Church of San Andres with ‘El Altar’ in the distance

“Since the US/ICOMOS International Exchange Program was created in 1984, more than 600 young preservation professionals and over 70 countries have participated. The aim of the program is to promote an understanding of international preservation policies, methods, and techniques and to enable interns to make professional contacts and form personal friendships that will ensure a continuing dialogue between countries.” –  US/ICOMOS Internship 

This summer I was one of four Americans to represent the United States in the US/ICOMOS International Exchange Program and was assigned to the first internship located in San Andres, Ecuador. This small village is located in the Central Sierra region of Ecuador, high in the Andes mountains.  The other internships were held in Ireland, Jamaica and France.

Church and convent of San Andres

San Andres lies in the valley of the extinct volcano Chimborazo, whose peak is the farthest point from the center of the Earth.  The village of approximately 20,000 inhabitants follows the typical Spanish colonial grid in plan with a church, convent and public square at the center.  There is one main street, running from the public square to the cemetery, and the village is surrounded by farmland, mountains and snow-capped volcanoes.  San Andres is a poorly maintained, economically depressed village with neither a planning department nor a preservation movement. The community hopes to attract tourism and commerce but lacks infrastructure, accommodations and amenities.  Unaware of the value of their vernacular stone architecture, the locals associate traditional buildings with poverty and treat them accordingly.  The locals also have little sense of the history of their village and had plans to cover the pre-Incan, stone-lined canal system with poured concrete to prevent the accumulation of trash.  

Meeting with the Priest, Vice President and community members in the convent of San Andres.

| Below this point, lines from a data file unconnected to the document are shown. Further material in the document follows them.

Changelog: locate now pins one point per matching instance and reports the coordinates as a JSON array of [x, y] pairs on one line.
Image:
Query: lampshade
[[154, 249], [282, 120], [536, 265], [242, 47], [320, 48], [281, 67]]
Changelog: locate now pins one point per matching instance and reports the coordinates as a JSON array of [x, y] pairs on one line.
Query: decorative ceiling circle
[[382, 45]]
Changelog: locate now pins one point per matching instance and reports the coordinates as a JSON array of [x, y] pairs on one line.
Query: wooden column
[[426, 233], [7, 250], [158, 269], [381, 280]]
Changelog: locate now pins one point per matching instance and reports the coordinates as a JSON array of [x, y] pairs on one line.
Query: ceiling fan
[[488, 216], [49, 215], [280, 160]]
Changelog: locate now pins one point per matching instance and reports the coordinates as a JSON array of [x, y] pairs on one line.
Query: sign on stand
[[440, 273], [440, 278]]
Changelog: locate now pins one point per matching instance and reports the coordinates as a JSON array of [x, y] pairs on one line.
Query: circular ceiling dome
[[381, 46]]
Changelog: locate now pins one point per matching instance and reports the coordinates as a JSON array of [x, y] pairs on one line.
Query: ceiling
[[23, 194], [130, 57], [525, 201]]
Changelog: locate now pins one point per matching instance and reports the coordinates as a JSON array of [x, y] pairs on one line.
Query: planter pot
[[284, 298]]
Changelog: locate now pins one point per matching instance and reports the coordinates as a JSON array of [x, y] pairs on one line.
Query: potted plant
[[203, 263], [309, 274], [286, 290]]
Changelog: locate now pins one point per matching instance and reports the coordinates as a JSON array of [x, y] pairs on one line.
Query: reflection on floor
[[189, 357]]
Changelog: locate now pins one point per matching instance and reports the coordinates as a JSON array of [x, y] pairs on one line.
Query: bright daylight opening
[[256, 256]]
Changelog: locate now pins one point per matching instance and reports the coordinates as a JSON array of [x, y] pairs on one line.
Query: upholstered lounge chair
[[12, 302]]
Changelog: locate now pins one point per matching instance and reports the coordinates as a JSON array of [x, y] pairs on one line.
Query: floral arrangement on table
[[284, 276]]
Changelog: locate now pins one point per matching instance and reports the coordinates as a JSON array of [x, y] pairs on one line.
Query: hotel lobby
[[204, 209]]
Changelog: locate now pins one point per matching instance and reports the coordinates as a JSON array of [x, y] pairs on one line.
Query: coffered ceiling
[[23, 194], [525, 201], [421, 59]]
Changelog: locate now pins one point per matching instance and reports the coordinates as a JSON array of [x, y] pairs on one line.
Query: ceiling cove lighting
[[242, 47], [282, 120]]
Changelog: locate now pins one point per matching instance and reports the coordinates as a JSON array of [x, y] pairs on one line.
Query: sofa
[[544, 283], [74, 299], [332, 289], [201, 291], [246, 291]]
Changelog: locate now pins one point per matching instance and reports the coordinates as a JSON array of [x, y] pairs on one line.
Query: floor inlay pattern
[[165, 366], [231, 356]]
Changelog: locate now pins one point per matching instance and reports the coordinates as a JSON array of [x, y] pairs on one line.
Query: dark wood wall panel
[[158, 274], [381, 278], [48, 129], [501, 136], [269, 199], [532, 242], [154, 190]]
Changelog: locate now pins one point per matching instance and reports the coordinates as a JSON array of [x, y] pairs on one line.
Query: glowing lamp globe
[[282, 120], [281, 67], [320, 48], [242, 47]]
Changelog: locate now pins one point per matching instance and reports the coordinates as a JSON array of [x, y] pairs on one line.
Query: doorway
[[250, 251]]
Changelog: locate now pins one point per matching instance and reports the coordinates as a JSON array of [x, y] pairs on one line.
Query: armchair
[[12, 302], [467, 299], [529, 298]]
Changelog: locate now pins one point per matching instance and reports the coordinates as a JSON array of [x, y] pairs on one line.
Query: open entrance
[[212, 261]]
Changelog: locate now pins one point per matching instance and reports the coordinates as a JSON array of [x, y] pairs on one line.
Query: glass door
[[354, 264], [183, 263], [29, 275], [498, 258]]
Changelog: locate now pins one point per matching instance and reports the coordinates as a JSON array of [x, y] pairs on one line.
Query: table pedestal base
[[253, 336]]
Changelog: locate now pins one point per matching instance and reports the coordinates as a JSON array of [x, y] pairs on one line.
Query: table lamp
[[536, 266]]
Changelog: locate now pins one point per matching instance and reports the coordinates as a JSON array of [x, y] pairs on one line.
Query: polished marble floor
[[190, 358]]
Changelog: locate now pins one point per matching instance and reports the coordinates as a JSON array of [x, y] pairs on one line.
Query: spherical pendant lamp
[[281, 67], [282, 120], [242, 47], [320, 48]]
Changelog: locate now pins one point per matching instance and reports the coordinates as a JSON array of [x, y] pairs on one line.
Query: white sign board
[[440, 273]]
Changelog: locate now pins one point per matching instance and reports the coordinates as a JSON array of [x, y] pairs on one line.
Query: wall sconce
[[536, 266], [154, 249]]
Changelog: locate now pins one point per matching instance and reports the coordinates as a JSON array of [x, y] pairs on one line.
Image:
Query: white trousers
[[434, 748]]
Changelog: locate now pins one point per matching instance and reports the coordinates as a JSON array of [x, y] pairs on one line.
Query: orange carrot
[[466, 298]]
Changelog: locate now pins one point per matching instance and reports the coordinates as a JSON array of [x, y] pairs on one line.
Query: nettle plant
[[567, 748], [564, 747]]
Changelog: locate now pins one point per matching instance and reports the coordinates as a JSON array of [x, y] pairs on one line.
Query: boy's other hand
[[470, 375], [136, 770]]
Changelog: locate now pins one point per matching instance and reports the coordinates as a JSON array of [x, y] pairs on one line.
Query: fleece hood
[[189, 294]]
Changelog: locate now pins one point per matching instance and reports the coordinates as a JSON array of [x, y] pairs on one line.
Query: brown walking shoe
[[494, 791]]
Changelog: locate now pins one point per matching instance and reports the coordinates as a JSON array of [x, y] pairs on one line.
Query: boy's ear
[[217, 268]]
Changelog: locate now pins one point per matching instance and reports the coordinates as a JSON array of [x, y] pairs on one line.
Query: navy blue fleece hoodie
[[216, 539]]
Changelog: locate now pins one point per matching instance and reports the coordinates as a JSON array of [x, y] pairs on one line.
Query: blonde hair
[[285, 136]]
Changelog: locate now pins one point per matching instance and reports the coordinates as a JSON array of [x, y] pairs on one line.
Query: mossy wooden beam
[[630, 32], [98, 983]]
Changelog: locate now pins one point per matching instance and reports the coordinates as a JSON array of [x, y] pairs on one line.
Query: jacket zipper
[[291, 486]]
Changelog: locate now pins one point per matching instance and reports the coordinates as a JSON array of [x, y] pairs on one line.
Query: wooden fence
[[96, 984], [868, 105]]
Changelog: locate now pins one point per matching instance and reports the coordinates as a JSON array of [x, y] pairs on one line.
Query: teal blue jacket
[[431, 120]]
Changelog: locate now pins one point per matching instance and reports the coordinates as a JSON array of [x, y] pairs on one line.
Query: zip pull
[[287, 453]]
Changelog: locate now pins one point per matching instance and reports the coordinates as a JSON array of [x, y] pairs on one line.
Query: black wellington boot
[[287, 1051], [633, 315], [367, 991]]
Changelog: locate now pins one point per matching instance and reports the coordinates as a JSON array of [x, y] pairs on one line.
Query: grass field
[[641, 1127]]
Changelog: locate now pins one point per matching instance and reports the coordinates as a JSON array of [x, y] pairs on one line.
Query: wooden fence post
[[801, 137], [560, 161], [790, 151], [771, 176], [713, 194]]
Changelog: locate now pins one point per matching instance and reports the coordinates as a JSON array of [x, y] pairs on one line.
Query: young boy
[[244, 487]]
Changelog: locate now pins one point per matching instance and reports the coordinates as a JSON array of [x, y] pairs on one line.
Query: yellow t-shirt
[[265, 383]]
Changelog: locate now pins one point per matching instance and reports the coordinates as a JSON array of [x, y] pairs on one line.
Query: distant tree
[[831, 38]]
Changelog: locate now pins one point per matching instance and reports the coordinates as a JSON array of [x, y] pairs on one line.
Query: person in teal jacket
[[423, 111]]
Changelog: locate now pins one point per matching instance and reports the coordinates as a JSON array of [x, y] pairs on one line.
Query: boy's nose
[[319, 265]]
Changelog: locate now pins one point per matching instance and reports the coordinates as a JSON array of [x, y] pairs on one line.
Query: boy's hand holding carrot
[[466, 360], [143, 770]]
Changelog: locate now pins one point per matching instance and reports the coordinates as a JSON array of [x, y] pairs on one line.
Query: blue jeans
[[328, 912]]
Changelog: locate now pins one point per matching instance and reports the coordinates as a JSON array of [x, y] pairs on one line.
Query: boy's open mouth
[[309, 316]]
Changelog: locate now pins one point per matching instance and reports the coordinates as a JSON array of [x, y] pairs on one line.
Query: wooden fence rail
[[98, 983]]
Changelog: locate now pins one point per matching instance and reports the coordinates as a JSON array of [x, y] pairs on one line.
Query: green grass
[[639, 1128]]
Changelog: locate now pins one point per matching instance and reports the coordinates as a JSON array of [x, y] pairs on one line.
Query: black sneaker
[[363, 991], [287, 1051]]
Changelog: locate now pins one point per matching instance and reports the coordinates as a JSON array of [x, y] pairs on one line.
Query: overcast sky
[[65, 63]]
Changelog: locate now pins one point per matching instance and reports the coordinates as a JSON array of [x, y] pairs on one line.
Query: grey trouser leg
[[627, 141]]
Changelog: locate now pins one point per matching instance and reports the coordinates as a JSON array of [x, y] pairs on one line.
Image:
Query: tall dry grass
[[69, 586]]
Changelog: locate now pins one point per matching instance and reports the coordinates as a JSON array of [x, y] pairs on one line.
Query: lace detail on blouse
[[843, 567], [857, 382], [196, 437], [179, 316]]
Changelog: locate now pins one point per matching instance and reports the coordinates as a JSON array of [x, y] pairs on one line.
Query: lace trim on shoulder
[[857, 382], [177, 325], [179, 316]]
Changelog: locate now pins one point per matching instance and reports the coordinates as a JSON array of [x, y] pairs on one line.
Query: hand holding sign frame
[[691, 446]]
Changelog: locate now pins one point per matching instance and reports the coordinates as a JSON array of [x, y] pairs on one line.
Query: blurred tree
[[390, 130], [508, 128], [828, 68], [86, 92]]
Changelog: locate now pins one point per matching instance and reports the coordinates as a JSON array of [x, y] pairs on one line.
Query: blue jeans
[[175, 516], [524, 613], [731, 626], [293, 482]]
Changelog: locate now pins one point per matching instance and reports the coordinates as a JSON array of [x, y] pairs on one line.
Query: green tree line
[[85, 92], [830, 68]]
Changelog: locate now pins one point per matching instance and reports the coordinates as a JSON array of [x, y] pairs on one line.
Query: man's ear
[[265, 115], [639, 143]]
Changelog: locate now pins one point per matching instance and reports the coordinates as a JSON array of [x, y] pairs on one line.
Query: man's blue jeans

The first step of the internship was to identify and evaluate the cultural landscape and architecture of San Andres and to present the findings to members of the community.  The presentation aimed to raise awareness of the village’s cultural heritage, vernacular architecture and unique identity.  The vernacular architecture consists of one or two story structures of a locally quarried and carved volcanic stone with sloped roofs clad in terracotta tiles.  The unique identity includes the Chuquipogyo spring and Acequia Maria Mayancela, the largest and most important pre-Incan canal system in Ecuador, still in use today.  I proposed that the community conceive of these separate elements as belonging to a heritage network and encouraged them to focus on improving, maintaining and protecting these elements before addressing other areas.  Following the presentation, the community members in attendance, particularly the Priest, were encouraged and excited to work on protecting and improving their cultural and built heritage.  

Annual procession from the cemetery to the church involving a donkey and corn stalks

The second step was to propose ways to uncover and strengthen elements of the heritage network and to protect them from harm by future development.  This included surveying the convent and producing a set of construction documents with a cost estimate for restoration, proposing design solutions and program ideas for the adaptive reuse of some ruins, presenting a series of before/after images and precedents of successfully maintained villages to give the community some realistic goals, producing a set of design guidelines to protect the vernacular architecture along the main street and producing a template for a tourist guide to San Andres, to be completed as the town completes its revitalization plan.

Street in Alausi

During the internship I also had the opportunity to travel around Ecuador, visiting other towns in the Central Sierra, the capital Quito and Cuenca.  I enjoyed watching humpback whales breach off the coast, bathing in the thermal baths of Volcano Tungurahua in Banos and climbing the peak of Volcano Pinchincha.  Following the internship, a private reception and presentation of certificates was held in the Brewmaster’s Castle, home of the new US/ICOMOS offices in Washington, D.C.  The internship was very challenging and eye-opening.  I found it especially rewarding to use skills I had learned from years of working in architecture offices around New York City to help a community in need with a culture and environment so different from my own.